Nie wiem ile razy o tym mówiłem - odpowiedź:"kupuję, bo im się podoba i ... (wyzwisko czy coś podobnego - cała ta społeczność)". Na fanów Codzika i dodatków nie ma siły, a jak wiemy to oni napędzają całą resztę.. Twórcy mają zupełną swobodę działania w tym przypadku. Walka z tym nie ma sensu. Mogą tu działać jedynie ludzie odpowiedzialni za te gry lub ktoś wpływowy w tej branży - znane osobistości, twórcy bardzo dobrych gier..

02.03.2012 16:09
9
odpowiedz
zanonimizowany821978
8
Generał

Co do Assassyn shita to sie zgadzam, sa ludzie tacy jak kwisc ktorzy po prostu lubia swoje "naj naj naj" marki, nie oczekuja od tworcow rewolucj, sa przyzwyczajeni ze placa za to co juz mieli. Ta "marka" dla mnie zatrzymala sie po ACII kazda kolejna czesc to na sile pakowanie bzdurnej historyjki w innej otoczce.

o Cod'ach juz nie wspominajac... ludzie kupuja z przywzwyczajenia, gwarantuje im to poczucie "bezpieczenstwa" ze w danej produkcji sie odnajda i wiedza czego moga sie spodziewac...

Ja omijam tego typu tasiemce, tak jak nie ogladam seriali tak mam gdzies kolejne przygody Ezio czy kapitana Hawka ( niewiem jak sie ten srol z CoD nazywa ) bo zamiast ich "przygod" wole zagrac kolejny meczyk w Lol'a lub zagrac w takie tytuly jak Deus Ex, Skyrim ktore czyms mnie tam zaskakuja. Oczywiscie jest to spowodowane tym, ze te tytuly nie wychodza co roku - moze gdyby byly mialbym o nich podobne zdanie :) tak nie jest i chwala im za to !

02.03.2012 16:11
sekret_mnicha
10
odpowiedz
sekret_mnicha
261
fsm

GRYOnline.plTeam

DLC akceptuję tylko wtedy, gdy są częścią już kupionej gry (pecetowe Assassiny, czy ostatnio - Alan Wake). Innymi słowy - gdy gra jest kompletna i de facto nie powinno się mówić o żadnych DLC. Nigdy nie kupiłem i (póki co) nie zamierzam wydawać kasy na bezsensowne mikro-dodatki.

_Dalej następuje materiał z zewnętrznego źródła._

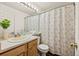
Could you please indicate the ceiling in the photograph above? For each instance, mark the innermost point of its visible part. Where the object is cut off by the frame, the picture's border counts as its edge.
(42, 6)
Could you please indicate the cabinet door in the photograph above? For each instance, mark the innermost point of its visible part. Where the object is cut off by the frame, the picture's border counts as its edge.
(19, 51)
(32, 48)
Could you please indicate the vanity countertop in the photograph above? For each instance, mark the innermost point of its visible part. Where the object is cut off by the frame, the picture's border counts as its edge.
(6, 45)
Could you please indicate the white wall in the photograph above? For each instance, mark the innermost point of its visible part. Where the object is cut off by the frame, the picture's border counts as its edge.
(13, 14)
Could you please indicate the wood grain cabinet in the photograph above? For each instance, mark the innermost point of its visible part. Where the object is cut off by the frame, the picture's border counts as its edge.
(28, 49)
(15, 52)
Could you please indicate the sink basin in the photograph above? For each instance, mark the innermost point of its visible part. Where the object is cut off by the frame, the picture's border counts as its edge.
(20, 39)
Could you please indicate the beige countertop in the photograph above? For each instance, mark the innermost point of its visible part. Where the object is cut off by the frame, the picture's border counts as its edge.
(6, 45)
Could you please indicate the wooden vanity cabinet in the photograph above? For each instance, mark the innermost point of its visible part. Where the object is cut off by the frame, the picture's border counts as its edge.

Czasy Lord of Destruction, Frozen Throne i Yuri's Revenge - wróćcie! :)

02.03.2012 16:14
11
odpowiedz
zanonimizowany507660
52
Generał

W kwestii DLC się mogę zgodzić, ale co do gier wychodzących dosyć często, mam inne zdanie. Np. Assassin's Creed - jedna z moich ulubionych serii. Zawsze zamawiam pre-ordery (i to w "bogatszych" edycjach), zawsze bawię się świetnie, nie żałując ani grosza wydanego na grę.
Dla mnie jest to sytuacja idealna. Mogę (relatywnie) często grać w to co lubię, każda następna odsłona mnie w pełni zadowala. Czemu mam sobie tego odmawiać? Jakby AC wychodziły co pół roku (i trzymały ten sam poziom co teraz), to też bym chętnie kupował...

02.03.2012 16:15
12
odpowiedz
keeveek
80
Konsul

Dyrdymały. Dokładnie jak kwiść zauważył - ludzie kupują to, na co mają ochotę. Jeżeli ktoś jest wielkim fanem gry Mass Effect 3, to dlaczego nie ma sobie kupić dodatkowych pistoletów, jeżeli sprawi mu to przyjemność i go stać?

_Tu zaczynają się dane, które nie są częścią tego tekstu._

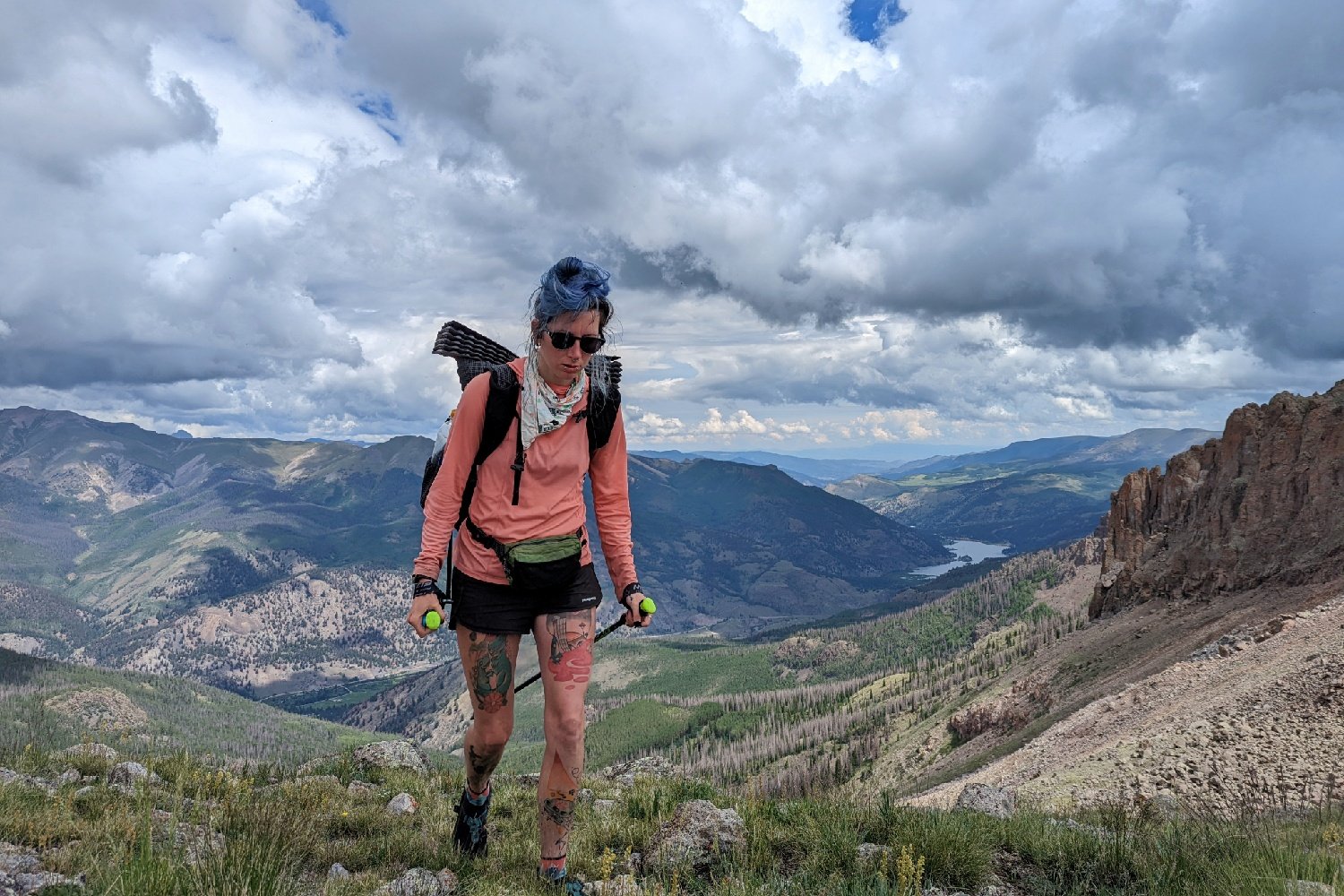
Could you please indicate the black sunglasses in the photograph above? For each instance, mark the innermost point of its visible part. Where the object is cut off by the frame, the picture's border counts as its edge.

Pierdzielenie, zę takie DLC "niszczą" branzę to nonsens. Niby w jaki sposób niszczą? Dzięki zyskom z DLC firmy produkujące gry stać na wydawanie coraz więcej pieniędzy na budżety gier. Dzięki Magice i DLC do niej, studio Paradox zarobiło kupę kasy, dzięki czemu stać ich na tworzenie większej liczby gier, powiększenie studia, władowania kasy w silniki graficzne swoich strategii.

Widocznie ludziom nie chce się czekać pół roku na dodatek do gry - oni chcą mieć go zaraz po ukończeniu podstawki, bo wtedy mają największy głód na "jeszcze" - i dlatego kupują.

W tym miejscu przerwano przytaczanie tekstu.